The raw micro-CT images acquired were processed for phase identification, i.e. image segmentation. The images were segmented into four phases: water, rock, oil and gas. The 3.57 µm voxel images of the whole sample were segmented using the seeded watershed algorithm44. A non-local means filter was applied to the 3.57 µm voxel images to smooth the grey scale images and improve the watershed segmentation45. The higher resolution images, 1.82 µm voxel size, were segmented using machine learning-based trainable WEKA segmentation method46. WEKA segmentation was chosen to segment the high-resolution images as it preserves the shape of the interface between the phases, facilitating more accurate characterization of flow properties and thicknesses of gas layers38. However, WEKA is very CPU intensive, hence, it was not possible to apply it to the large 3.57 µm voxel size images of the whole sample.
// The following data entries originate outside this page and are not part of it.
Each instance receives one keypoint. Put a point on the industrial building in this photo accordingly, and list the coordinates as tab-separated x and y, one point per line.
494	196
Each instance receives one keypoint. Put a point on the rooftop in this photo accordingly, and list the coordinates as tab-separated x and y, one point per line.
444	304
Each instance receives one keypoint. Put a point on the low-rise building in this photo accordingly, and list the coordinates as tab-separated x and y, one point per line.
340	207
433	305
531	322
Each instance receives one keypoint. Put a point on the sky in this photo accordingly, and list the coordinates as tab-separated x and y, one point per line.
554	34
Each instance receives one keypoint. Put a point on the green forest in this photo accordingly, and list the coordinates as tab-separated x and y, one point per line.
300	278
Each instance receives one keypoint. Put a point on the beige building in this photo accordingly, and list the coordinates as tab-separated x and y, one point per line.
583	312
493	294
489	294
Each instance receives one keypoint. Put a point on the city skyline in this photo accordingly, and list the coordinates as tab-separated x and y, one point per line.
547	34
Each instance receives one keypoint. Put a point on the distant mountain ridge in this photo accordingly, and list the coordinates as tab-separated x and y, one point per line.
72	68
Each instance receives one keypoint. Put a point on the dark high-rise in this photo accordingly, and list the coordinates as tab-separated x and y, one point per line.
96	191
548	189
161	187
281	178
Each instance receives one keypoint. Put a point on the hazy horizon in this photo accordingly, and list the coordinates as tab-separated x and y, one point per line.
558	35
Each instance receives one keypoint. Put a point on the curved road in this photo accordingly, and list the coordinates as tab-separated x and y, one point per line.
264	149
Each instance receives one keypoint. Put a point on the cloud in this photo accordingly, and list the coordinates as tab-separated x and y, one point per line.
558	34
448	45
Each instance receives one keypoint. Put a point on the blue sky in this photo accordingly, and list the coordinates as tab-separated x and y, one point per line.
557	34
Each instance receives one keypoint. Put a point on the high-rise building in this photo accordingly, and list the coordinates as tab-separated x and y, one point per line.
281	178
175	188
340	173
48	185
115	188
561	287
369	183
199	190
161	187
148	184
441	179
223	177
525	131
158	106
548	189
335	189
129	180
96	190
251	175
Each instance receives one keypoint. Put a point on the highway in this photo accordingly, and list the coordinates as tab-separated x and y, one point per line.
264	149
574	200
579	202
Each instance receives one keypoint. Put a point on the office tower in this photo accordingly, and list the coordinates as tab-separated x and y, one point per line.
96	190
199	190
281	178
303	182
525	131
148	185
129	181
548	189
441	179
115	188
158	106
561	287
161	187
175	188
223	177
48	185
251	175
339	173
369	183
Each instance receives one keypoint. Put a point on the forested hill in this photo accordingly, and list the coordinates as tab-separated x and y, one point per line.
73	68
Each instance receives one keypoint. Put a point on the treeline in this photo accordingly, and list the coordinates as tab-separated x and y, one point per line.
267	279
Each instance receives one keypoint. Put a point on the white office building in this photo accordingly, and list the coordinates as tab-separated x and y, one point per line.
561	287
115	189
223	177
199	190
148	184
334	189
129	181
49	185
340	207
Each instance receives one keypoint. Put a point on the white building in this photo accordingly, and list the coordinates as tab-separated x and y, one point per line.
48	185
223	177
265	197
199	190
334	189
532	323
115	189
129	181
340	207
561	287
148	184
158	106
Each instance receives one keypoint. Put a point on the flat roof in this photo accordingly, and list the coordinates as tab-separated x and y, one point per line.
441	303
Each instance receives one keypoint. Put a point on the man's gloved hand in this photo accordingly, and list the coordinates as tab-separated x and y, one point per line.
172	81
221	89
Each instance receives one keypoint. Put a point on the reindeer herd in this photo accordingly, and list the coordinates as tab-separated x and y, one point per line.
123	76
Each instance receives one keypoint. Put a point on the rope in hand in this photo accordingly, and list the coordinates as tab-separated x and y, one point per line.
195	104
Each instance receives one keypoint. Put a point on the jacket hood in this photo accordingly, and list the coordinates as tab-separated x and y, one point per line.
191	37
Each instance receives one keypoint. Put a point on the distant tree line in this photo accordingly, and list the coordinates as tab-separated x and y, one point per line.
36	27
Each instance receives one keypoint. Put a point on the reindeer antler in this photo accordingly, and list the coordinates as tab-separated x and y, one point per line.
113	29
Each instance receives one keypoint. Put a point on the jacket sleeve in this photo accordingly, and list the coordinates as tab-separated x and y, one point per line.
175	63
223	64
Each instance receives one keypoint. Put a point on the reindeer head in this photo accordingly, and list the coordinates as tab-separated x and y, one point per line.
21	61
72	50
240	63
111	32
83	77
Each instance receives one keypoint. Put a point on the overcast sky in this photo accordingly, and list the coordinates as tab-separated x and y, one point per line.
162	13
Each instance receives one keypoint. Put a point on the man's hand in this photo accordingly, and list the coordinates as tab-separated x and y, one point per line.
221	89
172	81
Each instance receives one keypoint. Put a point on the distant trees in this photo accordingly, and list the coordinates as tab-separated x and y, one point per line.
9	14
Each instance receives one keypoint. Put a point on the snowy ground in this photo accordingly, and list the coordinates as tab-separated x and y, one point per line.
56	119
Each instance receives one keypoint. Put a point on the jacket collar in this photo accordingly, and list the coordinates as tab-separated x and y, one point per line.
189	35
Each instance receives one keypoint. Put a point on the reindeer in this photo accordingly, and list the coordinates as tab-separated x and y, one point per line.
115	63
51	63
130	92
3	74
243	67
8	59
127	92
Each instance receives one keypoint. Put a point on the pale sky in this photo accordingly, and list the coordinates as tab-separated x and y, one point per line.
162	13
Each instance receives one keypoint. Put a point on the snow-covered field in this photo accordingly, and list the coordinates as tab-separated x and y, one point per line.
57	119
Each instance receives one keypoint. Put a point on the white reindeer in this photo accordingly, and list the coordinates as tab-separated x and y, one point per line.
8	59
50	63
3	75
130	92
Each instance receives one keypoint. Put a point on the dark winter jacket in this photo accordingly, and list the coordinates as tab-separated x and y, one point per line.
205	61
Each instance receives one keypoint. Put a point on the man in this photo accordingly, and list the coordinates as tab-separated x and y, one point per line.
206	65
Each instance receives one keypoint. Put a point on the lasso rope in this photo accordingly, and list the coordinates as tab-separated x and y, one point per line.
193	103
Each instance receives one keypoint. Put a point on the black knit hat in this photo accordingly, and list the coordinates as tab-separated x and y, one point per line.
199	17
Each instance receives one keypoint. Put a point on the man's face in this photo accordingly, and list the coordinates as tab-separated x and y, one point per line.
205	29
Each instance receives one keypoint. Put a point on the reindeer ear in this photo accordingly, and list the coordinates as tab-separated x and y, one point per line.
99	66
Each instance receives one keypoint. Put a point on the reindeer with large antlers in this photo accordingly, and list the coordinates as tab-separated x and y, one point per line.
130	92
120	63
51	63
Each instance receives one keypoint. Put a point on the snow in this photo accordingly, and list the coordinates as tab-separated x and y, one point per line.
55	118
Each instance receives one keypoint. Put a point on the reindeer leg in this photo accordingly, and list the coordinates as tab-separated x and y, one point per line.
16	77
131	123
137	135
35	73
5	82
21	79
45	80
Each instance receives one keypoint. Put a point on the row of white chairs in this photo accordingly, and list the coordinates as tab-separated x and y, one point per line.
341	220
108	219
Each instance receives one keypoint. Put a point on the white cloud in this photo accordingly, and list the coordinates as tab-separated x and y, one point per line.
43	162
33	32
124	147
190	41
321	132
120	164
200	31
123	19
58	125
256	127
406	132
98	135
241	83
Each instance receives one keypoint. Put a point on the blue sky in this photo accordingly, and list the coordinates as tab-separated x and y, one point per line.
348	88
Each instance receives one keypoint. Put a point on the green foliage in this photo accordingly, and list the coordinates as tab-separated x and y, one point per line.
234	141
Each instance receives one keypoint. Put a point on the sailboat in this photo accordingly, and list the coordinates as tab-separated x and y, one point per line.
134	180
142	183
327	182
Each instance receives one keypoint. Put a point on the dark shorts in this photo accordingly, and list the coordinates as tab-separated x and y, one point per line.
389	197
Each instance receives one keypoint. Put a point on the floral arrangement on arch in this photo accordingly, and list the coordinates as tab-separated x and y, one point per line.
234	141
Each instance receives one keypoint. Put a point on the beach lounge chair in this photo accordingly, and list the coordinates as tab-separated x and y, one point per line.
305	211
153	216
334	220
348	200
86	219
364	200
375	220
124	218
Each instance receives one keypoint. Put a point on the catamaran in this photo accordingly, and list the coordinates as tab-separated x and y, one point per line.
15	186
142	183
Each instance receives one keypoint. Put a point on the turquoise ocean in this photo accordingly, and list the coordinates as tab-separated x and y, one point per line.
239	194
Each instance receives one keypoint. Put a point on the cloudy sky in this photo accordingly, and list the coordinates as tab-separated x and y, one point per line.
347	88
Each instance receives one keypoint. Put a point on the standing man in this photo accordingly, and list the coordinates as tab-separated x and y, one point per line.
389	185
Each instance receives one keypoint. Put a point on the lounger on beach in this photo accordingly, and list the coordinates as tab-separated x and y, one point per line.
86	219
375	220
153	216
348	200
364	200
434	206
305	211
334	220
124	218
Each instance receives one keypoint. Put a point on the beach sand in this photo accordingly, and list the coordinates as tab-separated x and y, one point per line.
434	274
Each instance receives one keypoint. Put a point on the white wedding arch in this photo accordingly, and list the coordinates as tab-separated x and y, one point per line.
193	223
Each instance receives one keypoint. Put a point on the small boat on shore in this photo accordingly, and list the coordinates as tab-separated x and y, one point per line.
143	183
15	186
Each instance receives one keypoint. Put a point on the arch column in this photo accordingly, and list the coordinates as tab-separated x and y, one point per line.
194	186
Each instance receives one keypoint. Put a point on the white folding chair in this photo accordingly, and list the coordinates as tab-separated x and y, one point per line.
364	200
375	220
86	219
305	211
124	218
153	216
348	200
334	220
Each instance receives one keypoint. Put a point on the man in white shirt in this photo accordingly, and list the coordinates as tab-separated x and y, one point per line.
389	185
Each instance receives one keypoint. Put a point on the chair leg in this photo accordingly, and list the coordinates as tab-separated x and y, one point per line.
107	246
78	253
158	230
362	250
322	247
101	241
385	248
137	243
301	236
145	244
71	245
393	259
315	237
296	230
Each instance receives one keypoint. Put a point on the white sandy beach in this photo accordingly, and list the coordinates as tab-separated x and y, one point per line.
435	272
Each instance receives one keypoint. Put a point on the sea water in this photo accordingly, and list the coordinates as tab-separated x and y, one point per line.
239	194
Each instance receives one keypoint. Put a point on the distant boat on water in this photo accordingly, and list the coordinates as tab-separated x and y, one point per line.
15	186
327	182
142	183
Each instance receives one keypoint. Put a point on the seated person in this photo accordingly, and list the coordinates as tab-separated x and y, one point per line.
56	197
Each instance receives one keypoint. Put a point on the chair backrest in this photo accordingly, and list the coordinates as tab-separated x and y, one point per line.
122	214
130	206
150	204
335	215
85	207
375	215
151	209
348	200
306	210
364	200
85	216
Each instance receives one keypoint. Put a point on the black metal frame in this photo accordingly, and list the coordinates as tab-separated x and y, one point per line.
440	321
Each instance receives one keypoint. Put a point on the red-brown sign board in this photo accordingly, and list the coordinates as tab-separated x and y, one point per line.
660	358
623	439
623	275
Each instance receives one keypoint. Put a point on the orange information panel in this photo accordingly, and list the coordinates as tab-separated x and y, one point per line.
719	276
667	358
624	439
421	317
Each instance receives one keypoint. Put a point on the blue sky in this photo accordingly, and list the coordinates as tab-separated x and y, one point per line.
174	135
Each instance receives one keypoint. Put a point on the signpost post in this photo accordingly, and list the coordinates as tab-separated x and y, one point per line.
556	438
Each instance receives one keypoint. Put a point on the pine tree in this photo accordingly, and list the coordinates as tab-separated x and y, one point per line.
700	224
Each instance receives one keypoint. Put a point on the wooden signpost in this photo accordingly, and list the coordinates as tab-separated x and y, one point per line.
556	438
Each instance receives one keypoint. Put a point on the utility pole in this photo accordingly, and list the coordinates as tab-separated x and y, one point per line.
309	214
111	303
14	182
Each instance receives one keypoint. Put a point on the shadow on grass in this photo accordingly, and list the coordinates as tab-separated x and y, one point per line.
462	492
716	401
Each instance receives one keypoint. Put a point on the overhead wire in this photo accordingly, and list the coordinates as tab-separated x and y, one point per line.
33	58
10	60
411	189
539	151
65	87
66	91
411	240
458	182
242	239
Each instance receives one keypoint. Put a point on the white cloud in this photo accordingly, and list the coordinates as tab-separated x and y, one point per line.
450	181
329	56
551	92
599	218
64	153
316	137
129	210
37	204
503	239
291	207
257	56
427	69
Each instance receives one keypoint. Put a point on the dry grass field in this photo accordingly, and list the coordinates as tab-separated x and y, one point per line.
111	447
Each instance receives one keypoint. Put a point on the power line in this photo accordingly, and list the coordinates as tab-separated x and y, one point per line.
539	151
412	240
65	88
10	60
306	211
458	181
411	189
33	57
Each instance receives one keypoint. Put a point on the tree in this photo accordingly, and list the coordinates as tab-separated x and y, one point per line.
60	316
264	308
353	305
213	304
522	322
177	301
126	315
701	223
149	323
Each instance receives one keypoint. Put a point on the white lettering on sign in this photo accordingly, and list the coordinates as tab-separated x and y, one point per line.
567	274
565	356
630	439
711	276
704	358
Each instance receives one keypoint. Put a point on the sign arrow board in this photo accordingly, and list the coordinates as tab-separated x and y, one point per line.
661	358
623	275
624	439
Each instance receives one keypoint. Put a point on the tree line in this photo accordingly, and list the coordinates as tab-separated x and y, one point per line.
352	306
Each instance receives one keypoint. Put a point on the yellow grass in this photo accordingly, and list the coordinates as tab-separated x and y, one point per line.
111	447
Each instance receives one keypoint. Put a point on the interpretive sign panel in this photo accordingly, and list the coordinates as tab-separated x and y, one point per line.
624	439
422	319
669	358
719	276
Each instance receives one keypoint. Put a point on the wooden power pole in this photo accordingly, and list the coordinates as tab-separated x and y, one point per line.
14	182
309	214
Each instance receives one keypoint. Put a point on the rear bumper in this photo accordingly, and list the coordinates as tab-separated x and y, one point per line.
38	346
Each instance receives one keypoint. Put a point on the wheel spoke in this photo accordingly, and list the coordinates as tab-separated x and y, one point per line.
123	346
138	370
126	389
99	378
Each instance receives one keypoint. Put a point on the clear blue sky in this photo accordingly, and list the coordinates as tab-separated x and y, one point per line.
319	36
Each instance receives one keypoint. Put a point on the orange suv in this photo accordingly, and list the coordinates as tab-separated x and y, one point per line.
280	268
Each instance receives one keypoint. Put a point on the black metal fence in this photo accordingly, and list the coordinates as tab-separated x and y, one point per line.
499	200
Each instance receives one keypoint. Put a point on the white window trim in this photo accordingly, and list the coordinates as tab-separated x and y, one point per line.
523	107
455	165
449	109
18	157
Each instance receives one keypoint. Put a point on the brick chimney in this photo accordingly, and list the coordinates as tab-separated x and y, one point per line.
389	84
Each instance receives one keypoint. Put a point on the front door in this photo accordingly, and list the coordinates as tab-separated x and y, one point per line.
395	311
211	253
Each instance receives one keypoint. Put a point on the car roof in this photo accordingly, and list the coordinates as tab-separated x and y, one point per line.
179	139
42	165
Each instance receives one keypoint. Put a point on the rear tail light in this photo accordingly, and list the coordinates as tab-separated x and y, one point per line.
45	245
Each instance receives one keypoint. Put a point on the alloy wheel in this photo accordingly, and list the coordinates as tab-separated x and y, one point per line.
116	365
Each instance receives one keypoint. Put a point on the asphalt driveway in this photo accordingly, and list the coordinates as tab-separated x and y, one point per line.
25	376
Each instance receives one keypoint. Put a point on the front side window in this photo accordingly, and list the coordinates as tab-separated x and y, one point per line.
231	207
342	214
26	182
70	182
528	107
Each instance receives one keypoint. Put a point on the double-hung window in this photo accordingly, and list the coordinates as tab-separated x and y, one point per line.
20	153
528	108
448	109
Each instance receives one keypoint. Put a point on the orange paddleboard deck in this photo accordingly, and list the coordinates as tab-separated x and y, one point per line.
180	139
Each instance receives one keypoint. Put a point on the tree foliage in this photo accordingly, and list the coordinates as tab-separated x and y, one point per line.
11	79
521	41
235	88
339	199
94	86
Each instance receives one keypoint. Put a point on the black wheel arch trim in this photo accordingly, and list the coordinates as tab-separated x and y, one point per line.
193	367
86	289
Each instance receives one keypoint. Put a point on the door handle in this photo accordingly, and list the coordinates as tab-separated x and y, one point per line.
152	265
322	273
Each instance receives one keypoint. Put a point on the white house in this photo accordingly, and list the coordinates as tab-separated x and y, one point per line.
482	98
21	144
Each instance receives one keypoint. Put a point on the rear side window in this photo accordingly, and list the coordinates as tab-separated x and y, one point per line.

A more detailed description of the image segmentation is provided in the Supplementary Information.

Flow simulation

We computed flow on segmented high-resolution images of size 2.2 × 109 voxels. We treated each phase separately and solved the Navier-Stokes equation using a finite volume method47 with a constant pressure differential across the image in the experimental direction of flow, and with no flow boundaries with the solid and the interfaces with other phases. The no-flow boundary condition removes complexities in the calculation, so that the flow of one phase is not dependent on the flow rate and direction of the other phases. This is also a good approximation for layer flow of CO2 since it is much less viscous than the oil or water (see, for instance, Shams, et al.48 for a quantification of these effects in simple geometries). The permeability of the phase was computed from the ratio of flow rate to pressure gradient using Darcy’s law. For more details refer to the Supplementary Information.